As a courtesy, this is a full free rendering of my book, Programming iOS 6, by Matt Neuburg. Copyright 2013 Matt Neuburg. Please note that this edition is outdated; the current books are iOS 13 Programming Fundamentals with Swift and Programming iOS 13. If my work has been of help to you, please consider purchasing one or both of them, or you can reward me through PayPal at http://www.paypal.me/mattneub. Thank you!
When you program for iOS, you take advantage of a suite of frameworks provided by Apple. These frameworks, taken together, constitute Cocoa; the brand of Cocoa that provides the API for programming iOS is Cocoa Touch. Cocoa thus plays an important and fundamental role in iOS programming; your code will ultimately be almost entirely about communicating with Cocoa — interacting with the frameworks provided by Apple, in order to make an app that does what you want it to do.
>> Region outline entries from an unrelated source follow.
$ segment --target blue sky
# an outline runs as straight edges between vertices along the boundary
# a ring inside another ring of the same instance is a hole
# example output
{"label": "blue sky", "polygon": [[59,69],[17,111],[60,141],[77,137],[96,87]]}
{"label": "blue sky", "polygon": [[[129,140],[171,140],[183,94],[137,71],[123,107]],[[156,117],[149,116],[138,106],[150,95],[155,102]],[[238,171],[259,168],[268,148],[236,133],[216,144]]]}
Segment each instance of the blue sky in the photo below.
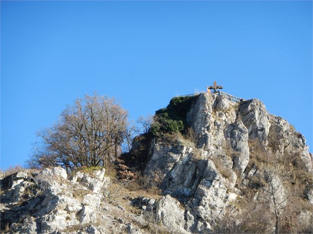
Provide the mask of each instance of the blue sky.
{"label": "blue sky", "polygon": [[0,6],[2,169],[23,165],[37,130],[77,97],[113,96],[136,119],[214,80],[261,100],[313,146],[311,1]]}

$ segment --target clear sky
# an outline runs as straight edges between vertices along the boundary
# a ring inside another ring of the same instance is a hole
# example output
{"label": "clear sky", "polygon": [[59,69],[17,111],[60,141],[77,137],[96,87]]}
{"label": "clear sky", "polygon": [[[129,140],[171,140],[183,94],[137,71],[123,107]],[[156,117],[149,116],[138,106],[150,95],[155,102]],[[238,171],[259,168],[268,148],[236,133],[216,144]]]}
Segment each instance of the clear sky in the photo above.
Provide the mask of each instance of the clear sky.
{"label": "clear sky", "polygon": [[136,119],[214,80],[313,146],[311,1],[0,6],[1,169],[23,165],[37,130],[85,94],[115,96]]}

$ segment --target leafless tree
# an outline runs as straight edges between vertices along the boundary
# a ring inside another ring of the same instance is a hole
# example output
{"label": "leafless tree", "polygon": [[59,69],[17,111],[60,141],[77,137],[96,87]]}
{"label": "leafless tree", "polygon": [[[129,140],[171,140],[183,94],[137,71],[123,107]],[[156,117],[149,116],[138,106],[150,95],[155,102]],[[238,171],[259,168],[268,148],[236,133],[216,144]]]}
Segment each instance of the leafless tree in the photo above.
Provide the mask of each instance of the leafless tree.
{"label": "leafless tree", "polygon": [[286,168],[282,167],[278,160],[279,156],[269,152],[267,156],[268,161],[262,169],[262,173],[256,178],[263,191],[261,199],[269,205],[275,218],[275,232],[278,233],[280,216],[288,205],[289,197],[283,184],[293,179],[293,172],[285,171]]}
{"label": "leafless tree", "polygon": [[57,123],[38,132],[43,141],[31,161],[67,169],[105,166],[120,150],[127,133],[127,117],[114,98],[95,94],[77,99]]}

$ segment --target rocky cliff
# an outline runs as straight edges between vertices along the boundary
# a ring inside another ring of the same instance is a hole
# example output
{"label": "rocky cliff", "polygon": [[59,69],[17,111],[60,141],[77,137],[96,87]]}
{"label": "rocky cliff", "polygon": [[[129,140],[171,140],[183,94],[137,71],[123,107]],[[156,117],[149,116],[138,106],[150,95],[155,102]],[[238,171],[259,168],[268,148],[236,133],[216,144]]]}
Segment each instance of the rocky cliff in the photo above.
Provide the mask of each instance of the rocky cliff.
{"label": "rocky cliff", "polygon": [[179,117],[188,134],[146,134],[144,150],[142,138],[134,142],[132,158],[144,154],[139,177],[160,196],[133,189],[117,202],[126,186],[104,169],[19,171],[1,179],[2,231],[312,232],[312,158],[303,136],[257,99],[193,97]]}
The Cocoa Touch frameworks are a huge boon to you, the programmer, because they provide the underlying functionality that any iOS app needs to have. Your app can put up a window, show the interface containing a button, respond to that button being tapped by the user, and so forth, because Cocoa knows how to do those things. But with the great advantages of working with a framework come great responsibilities. You have to think the way the framework thinks, put your code where the framework expects it, and fulfill many obligations imposed on you by the framework.